Thomas Nagel's 1974 article on "WILTBAB?" has served as a engaging and instructive "tool" for probing the meaning of conscious mental states, especially within the disciplines of philosophy, and cognitive science, and consciousness studies. A variant on WILTBAB is Frank Jackson's Mary, the omniscient but color-blind neuroscientist. Under the "radar" of philosophy and cognitive science, neuroethologists have been investigating the way that real, as opposed to gedanken, bats sense their world, especially in their use of biosonar, the use of ultrasonic signals by which they navigate in the dark. Whether these findings illuminate the philosophical discussions or not, there is work emerging within neuroethology that have biologists wondering about "animal consciousness," and I will take up some of these.
Through a range of real-time experimental methods, cognitive psychology and neuroscience have shown that cognition is a temporally extended process in which transitions from one identifiable/reportable "mental state" to the next are usually gradual and continuous. In fact, the evidence suggests that we may spend more time IN BETWEEN these "mental states" than actually IN them. These findings cast doubt on the scientific viability of introspective reports of conscious mental states.

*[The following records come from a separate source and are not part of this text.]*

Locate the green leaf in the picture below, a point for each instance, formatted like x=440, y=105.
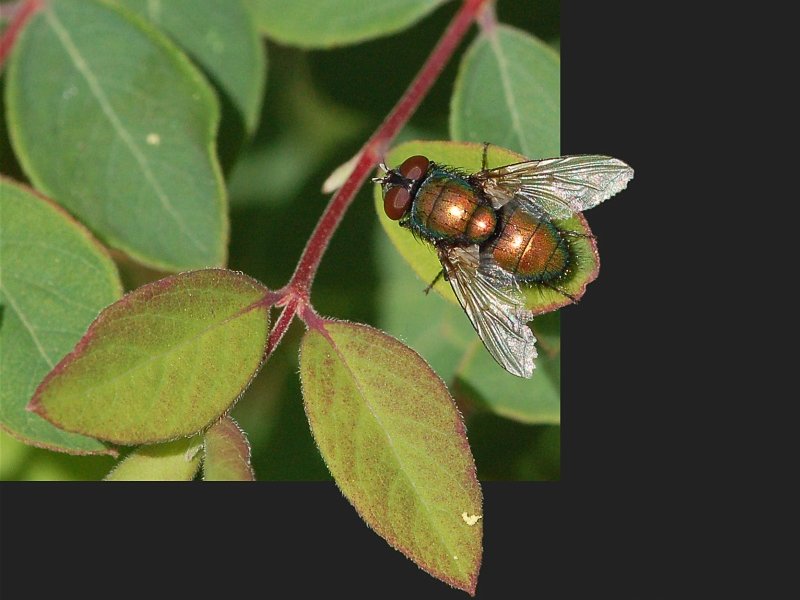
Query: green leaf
x=507, y=92
x=173, y=461
x=442, y=334
x=536, y=400
x=395, y=445
x=423, y=259
x=227, y=453
x=54, y=279
x=165, y=361
x=222, y=40
x=327, y=23
x=113, y=122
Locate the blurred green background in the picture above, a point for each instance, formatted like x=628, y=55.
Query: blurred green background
x=319, y=108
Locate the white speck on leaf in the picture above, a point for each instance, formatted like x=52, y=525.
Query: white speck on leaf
x=470, y=519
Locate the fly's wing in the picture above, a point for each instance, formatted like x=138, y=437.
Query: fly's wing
x=557, y=188
x=494, y=305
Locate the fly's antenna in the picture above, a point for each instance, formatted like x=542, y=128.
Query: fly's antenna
x=383, y=166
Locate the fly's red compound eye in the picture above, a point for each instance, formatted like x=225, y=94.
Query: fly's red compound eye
x=414, y=167
x=396, y=201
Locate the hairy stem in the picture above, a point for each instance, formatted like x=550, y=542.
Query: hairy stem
x=377, y=144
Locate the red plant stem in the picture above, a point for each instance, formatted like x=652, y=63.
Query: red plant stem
x=281, y=325
x=375, y=147
x=18, y=21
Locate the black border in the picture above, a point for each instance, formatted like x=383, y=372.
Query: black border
x=540, y=539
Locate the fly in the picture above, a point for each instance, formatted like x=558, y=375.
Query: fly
x=493, y=232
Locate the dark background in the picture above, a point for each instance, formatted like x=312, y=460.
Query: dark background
x=603, y=528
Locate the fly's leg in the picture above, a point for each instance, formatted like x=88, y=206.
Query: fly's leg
x=435, y=279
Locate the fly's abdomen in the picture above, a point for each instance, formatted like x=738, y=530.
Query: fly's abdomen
x=531, y=249
x=447, y=208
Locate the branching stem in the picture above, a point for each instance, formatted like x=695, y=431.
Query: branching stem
x=297, y=290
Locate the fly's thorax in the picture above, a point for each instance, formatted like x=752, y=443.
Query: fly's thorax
x=532, y=249
x=447, y=208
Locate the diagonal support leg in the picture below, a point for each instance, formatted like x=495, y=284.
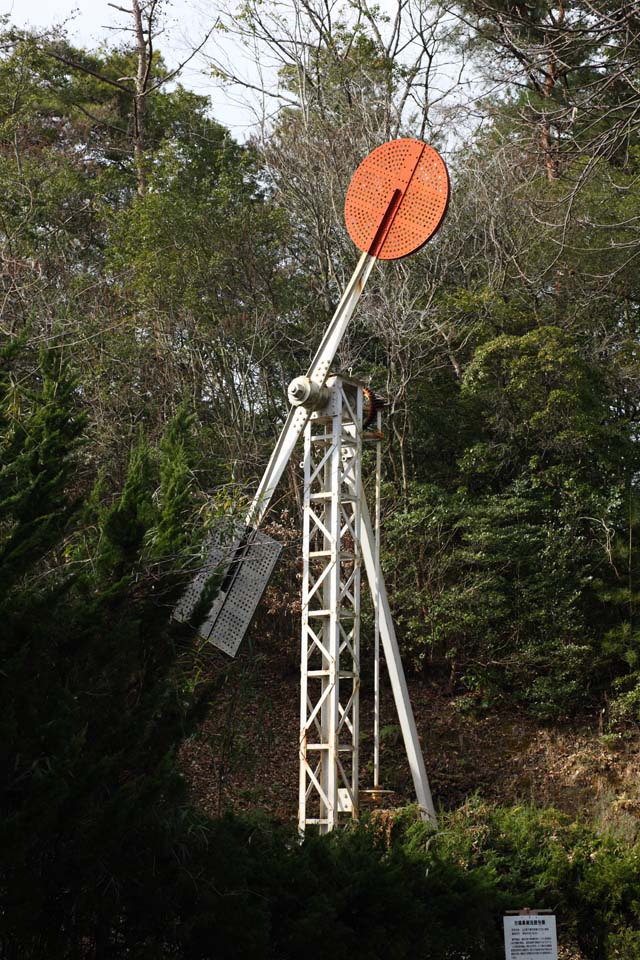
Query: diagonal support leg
x=396, y=672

Most academic psychologists and cognitive scientists do not yet accept the existence of psi, anomalous processes of information or energy transfer (such as telepathy or other forms of extrasensory perception) that are currently unexplained in terms of known physical or biological mechanisms. I will review results from one particular experimental method-the ganzfeld procedure-that appears to produce replicable evidence for psi. I will also discuss scientific skepticism and the oft-quoted maxim that extraordinary claims require extraordinary evidence.
A currently popular account of the phenomenal character of color experiences is what is here called standard representationalism - the view that a color experience's having a certain phenomenal character is just a matter of its representing the instantiation of certain colors. This paper argues that standard representationalism is mistaken, and proposes an alternative version of representationalism that allows the phenomenal character of color experiences to vary independently of what colors they represent.